Bilgen şunları söyledi:

“Altılı masadaki partilerin temel politikaları tartışmaktan kaçındıklarını düşünüyorum. Ekonomi politikasında ve dış politikada netleşmedikçe diğer söylediğiniz lafların hepsi havada kalır. Şimdiye kadar yapılan yanışlarla ya yüzleşeceksiniz ya da şimdiye kadar yapılanlar doğruydu diyeceksiniz. Doğruysa; siz alternatif değilsiniz. Kusura bakmayın. Ekonomi politikaları yanlış deseniz oradaki partilerden birisi gocunuyor. Suriye politikası ile ilgili bir eleştiri yapsanız birisini yıpratmış oluyorsunuz. O zaman ne olacak? Buradan ülke yönetimi çıkaramazsınız. Daha dış politikada ve ekonomi politikasında ortak, net bir tutum ortaya koyamazsanız yarın kazansanız bile ülkeyi nasıl yöneteceksiniz? Herkes kendi yaptığını mutlak doğru olarak tarif edecek ama birlikte resim vereceksiniz. Bu toplumda da güven oluşturmaz bir kere. Yani insanlar haklı olarak derler ki; ‘Bunlar en kritik anlarda, bir kriz ile karşılaştığımızda bırakın yanlış, doğru kararı; karar alamazlar’ Yani ben burada bir yöntem yanlışı olduğu kanaatindeyim. Temel sorunların halının altına süpürülmek yerine yüzleşilmesi gerekir.

‘TENCERE DİBİN KARA’ MUHALEFETİ…’

Türkiye’de siyaset ne yazık ki fazla iç çekişmelere, küçük kişisel rekabetlere, partiler arası polemiğe fazla odaklanmış durumda.
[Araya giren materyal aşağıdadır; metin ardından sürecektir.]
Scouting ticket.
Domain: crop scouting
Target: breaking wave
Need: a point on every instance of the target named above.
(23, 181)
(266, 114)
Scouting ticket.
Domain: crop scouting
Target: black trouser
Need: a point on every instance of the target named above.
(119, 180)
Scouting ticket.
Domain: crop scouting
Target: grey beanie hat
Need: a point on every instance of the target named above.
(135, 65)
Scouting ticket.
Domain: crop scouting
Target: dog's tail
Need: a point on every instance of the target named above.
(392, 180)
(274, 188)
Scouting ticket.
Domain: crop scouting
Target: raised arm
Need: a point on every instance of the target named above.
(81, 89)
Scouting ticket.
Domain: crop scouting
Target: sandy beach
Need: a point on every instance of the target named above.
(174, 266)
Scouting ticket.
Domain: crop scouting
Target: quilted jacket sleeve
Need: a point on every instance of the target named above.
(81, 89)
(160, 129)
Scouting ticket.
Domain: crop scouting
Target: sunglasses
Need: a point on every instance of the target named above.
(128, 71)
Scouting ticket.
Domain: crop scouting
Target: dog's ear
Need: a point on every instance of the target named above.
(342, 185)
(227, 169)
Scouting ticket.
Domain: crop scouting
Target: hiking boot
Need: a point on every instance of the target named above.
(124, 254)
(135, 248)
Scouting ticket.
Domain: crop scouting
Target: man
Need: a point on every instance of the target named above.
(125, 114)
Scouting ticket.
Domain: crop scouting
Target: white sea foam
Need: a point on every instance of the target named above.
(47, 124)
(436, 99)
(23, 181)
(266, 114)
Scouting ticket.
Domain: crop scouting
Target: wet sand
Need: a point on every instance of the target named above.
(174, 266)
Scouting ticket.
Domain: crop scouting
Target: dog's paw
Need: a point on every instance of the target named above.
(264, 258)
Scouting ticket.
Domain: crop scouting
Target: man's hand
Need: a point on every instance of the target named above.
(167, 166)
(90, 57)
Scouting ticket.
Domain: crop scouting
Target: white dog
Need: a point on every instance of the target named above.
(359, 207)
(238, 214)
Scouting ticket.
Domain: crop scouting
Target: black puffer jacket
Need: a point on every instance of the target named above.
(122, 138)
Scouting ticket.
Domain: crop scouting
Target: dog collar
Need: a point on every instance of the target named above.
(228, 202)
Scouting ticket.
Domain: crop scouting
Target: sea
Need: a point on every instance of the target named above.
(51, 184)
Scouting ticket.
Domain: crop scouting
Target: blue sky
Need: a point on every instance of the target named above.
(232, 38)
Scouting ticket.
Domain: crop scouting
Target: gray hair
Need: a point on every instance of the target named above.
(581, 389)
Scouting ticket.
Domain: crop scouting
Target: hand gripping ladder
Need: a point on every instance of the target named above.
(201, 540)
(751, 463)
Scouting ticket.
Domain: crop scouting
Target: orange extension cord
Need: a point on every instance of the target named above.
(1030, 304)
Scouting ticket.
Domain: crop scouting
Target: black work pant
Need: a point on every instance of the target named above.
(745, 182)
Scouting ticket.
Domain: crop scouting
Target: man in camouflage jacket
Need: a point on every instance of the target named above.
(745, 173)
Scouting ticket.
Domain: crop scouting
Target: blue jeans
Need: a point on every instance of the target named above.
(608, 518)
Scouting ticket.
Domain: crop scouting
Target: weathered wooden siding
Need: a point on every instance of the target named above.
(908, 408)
Hem ekonomi politik hem savaş stratejileri, güç dengeleri bütün bunları görmezden gelip içeride ‘tencere dibin kara’ siyaseti yapmak bizce muhalefet değildir. Türkiye’ye bir katkısı da olmuyor bunun. Tabii ki herkes kendi önerisini; özellikle de dış politikada, ekonomi politikasında ortaya koyar toplum neyi istiyorsa onu tercih eder. Ama bizde ilginç şekilde siyasi partiler seçime gidiyorlar dış politika ile ilgili, ekonomi politikası ile ilgili cümle kurmuyorlar. Sadece ‘sen bana böyle dedin ben sana bunu diyorum’ modunda bir siyaset bu ülkeye büyük bir kötülüktür.

‘GEMİ BATTIKTAN SONRA…’

Bizim siyasetteki derdimiz kişisel olarak birinin koltuktan devrilmesi, ayağının tökezleyip düşmesi, onun yerine bizim oturmamız olamaz ki. Gemi battıktan sonra ben hangi kamaradayım, hangi kattayım çok da önemli değil. Burada önemli olan birlikte bugünkü küresel krizleri okuyup bu coğrafyayı bir sömürgenin pozisyonuna düşürmeden bu ülkede yaşayan insanların çıkarlarını koruyacak bir siyaset konseptini inşa etmektir. Bizim iddiamız Türkiye’de kimlik, inançlar üzerinden siyaset yapmayıp Türkiye’nin aslında geçmişten devraldığı kavgaları değil, dünyanın yarınlarda nereye verildiğini görüp ya da Türkiye’ye yönelik tehdidi, bütün insanlığa dönük riskleri görüp bunlar karşısında nasıl bir siyaset konsepti inşa etmeliyiz? Bunun tartışmasını yapmak.”